No.
Alright, see you in the next one.
Okay, I guess I should explain. Are science and religion compatible?
A lot of people will say yes, they can be. There are religious scientists, after all, not just historically before we knew about DNA and genes and evolution, but even in labs today.
It's not that weird to find a religious scientist even if they may be outnumbered in certain areas. They found a way to reconcile their religious faith with a field that encourages experimentation and testing and proof. So it is possible!
The late biologist Stephen Jay Gould said religion and science could absolutely coexist because they were "non-overlapping magisteria," basically saying the two subjects dealt with different things.
Science is all about WHAT happens and HOW it happens. Religion is all about WHY it happens. But he was wrong.
When it comes down to it, the two worlds have always been on a collision course ever since the scientific revolution.
Accepting religion wholeheartedly ultimately means abandoning some of the core principles of science. And accepting science means rejecting at least some of the basic beliefs of many religions.
Just the idea of having faith in something for which there is no evidence goes against the very nature of science. So let's talk about why these two can never really be in a happy marriage.

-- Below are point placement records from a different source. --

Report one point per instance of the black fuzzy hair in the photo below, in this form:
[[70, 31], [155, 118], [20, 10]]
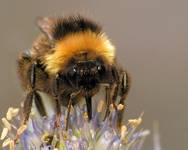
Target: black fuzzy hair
[[73, 24]]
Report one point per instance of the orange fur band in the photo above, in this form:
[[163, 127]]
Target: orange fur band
[[76, 43]]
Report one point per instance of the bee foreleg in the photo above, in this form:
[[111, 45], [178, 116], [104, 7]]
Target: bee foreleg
[[72, 97], [55, 91], [124, 89]]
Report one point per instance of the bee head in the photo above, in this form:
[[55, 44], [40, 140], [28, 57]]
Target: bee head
[[85, 73]]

Reasons why science and religion are not compatible in any case
They disagree on methods
When it comes to figuring out the truth, as much as anyone can, religion and science offer two different ways to get to the bottom of big questions. Let's start with science.
Remember the scientific method? Maybe it's been a while, but the heart of it is that science is a tool to figure out what's really going on.

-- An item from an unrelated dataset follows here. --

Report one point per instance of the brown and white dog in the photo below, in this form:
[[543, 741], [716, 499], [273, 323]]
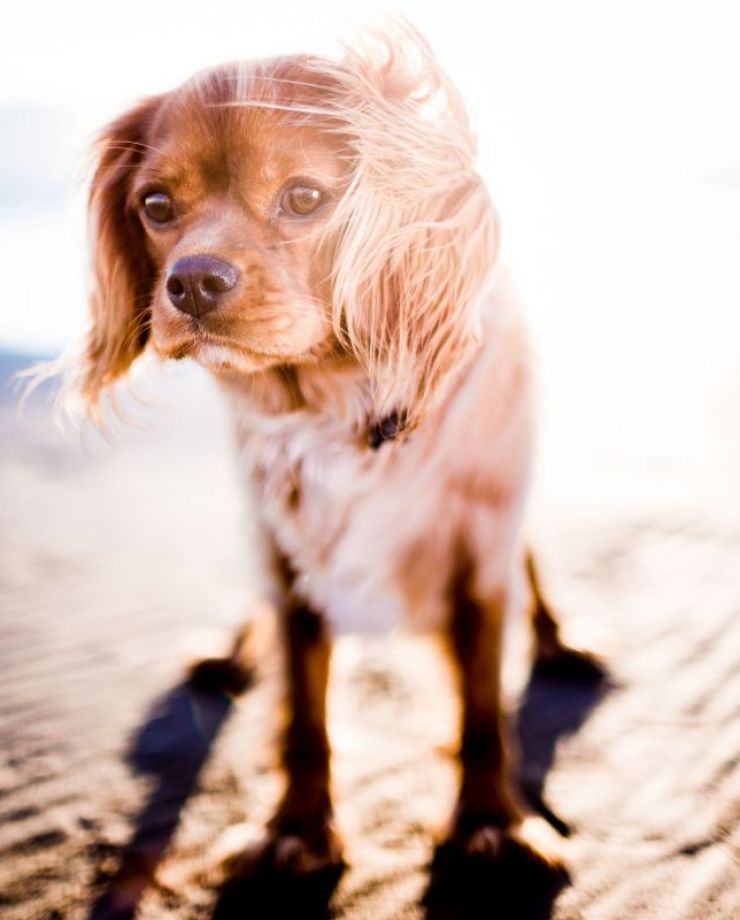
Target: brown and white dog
[[314, 232]]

You propose a theory, then you test it. You isolate the variables. You conduct experiments.
You prove beyond a reasonable doubt that your theory is the best explanation for what's happening. And if there's evidence to the contrary, then too bad for you, you have to toss out your bad idea.
Science, when it works, is inherently self-correcting that way. If a scientist gets something wrong, then you can bet it'll be another scientist who ultimately figures that out. Not a priest. Never a priest. That's the beauty of science.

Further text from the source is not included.